Cruise advanced his career with the hit comedy Risky Business, in which he starred as a bored suburban teen turned entrepreneur by going into business with a prostitute played by Rebecca de Mornay. In All the Right Moves, he played a high school football star who clashes with his coach.  Both films solidified Cruise's position as one of Hollywood's promising young stars. But his next project, the Ridley Scott fantasy Legend, did more harm than good. Cruise quickly bounced back with the movie that guaranteed his star status -- and also made him an Eighties icon -- Top Gun, the flag-waving action flick about gung-ho Navy pilots.

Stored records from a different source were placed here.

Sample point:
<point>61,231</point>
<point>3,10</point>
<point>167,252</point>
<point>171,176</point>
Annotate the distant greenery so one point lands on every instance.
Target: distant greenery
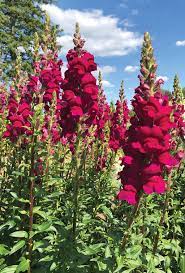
<point>18,23</point>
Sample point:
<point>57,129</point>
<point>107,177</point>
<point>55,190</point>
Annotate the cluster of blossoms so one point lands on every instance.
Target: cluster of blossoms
<point>118,124</point>
<point>179,109</point>
<point>80,92</point>
<point>103,114</point>
<point>19,114</point>
<point>147,148</point>
<point>51,79</point>
<point>3,98</point>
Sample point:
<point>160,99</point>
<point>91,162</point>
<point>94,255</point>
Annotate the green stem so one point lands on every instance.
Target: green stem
<point>131,221</point>
<point>165,207</point>
<point>32,183</point>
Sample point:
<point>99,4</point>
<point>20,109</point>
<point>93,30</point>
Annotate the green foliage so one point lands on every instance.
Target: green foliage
<point>18,24</point>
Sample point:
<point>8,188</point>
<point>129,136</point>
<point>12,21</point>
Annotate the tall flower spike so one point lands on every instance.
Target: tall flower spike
<point>148,63</point>
<point>121,92</point>
<point>177,91</point>
<point>77,40</point>
<point>46,38</point>
<point>100,84</point>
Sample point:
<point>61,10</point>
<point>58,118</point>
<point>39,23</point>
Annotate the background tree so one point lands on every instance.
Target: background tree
<point>19,20</point>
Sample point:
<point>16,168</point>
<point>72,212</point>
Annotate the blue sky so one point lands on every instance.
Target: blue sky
<point>113,30</point>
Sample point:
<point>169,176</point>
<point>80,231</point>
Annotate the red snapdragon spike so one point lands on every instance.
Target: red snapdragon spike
<point>118,125</point>
<point>80,96</point>
<point>3,99</point>
<point>19,116</point>
<point>147,146</point>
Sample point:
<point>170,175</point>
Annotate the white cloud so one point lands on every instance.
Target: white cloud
<point>134,12</point>
<point>127,23</point>
<point>107,84</point>
<point>104,36</point>
<point>164,78</point>
<point>131,68</point>
<point>180,43</point>
<point>107,69</point>
<point>64,67</point>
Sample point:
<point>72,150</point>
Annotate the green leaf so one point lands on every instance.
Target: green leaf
<point>182,264</point>
<point>43,227</point>
<point>23,266</point>
<point>19,234</point>
<point>93,249</point>
<point>107,212</point>
<point>17,246</point>
<point>107,252</point>
<point>3,250</point>
<point>102,266</point>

Then came Martin Scorsese's The Color of Money, a highly-regarded drama costarring Paul Newman, and a film that demonstrated Cruise was much more than just a pretty face. In case anyone still doubted his dramatic range, Cruise acquitted himself well opposite Dustin Hoffman in 1988's Rain Man, and gave an Oscar-nominated performance as anti-war activist Ron Kovic in Born on the Fourth of July the following year.
In the 1990s Cruise became one of the biggest and most bankable stars in Hollywood, with such megahits as The Firm (1993), Mission: Impossible (1996) and Jerry Maguire (1996). He met Nicole Kidman on the set of Days of Thunder (1990), married her, and then starred with her in Far and Away (1992) and Eyes Wide Shut (1999). He earned two more Academy Award nominations: Best Actor in a Leading Role for Jerry Maguire and Best Actor in a Supporting Role for his work in Magnolia (1999). More recently, his highly publicized split with Kidman has preoccupied the tabloid press. Cruise has two adopted children, Isabella and Connor.

1980s Filmography
Endless Love (1981)
Taps (1981)
Losin' It (1983)
The Outsiders (1983)
Risky Business (1983)
All The Right Moves (1983)
Legend (1985)
Top Gun (1986)
The Color of Money (1986)
Cocktail (1988)
Young Guns (1988)
Rain Man (1988)
Born on the Fourth of July (1989)


Critics' Comments
Risky Business (1983)
"A pre-Top Gun Cruise exudes a basic decency that keeps smarminess at bay and credibility at hand."  -- People Weekly

Top Gun (1986)
"[I]t's Cruise that keeps the movie at full throttle. Whether he's coming on to McGillis or riding shotgun in a sleek F-14 cockpit, Cruise has a cocksure camera face that holds the audience in thrall."
-- People Weekly

Cocktail (1988)
"There is not a moment in the movie's last half that is not borrowed from other movies, and eventually even the talented and graceful Cruise can be seen laboring with the ungainly reversals in the script."
-- Roger Ebert

Born on the Fourth of July (1989)
"[Cruise] has been hailed for years now as a great young American actor. . . . In Born on the Fourth of July his performance is so good that the movie lives through it. [Director Oliver] Stone is able to make his statement with Cruise's face and voice and doesn't need to put everything into the dialogue."
-- Roger Ebert

Tom Cruise and Paul Newman in The Color of Money


A budding romance with Penelope Cruz prompted Madam Tussaud's waxwork museum in London to replace a sculpture of Kidman with one of Cruz for a 2001 Tom Cruise exhibit.
In 1990, Cruise renounced Catholicism and embraced Scientology, which he claimed helped him win his battle with dyslexia.
In 1998 the Hollywood Reporter named Cruise the "most bankable movie star," followed by Harrison Ford, Mel Gibson, Tom Hanks and Brad Pitt.
Cruise earned $20 million (plus 30% of the gross) for Mission: Impossible 2 (2000). He reportedly got $25 million for Minority Report (2002.)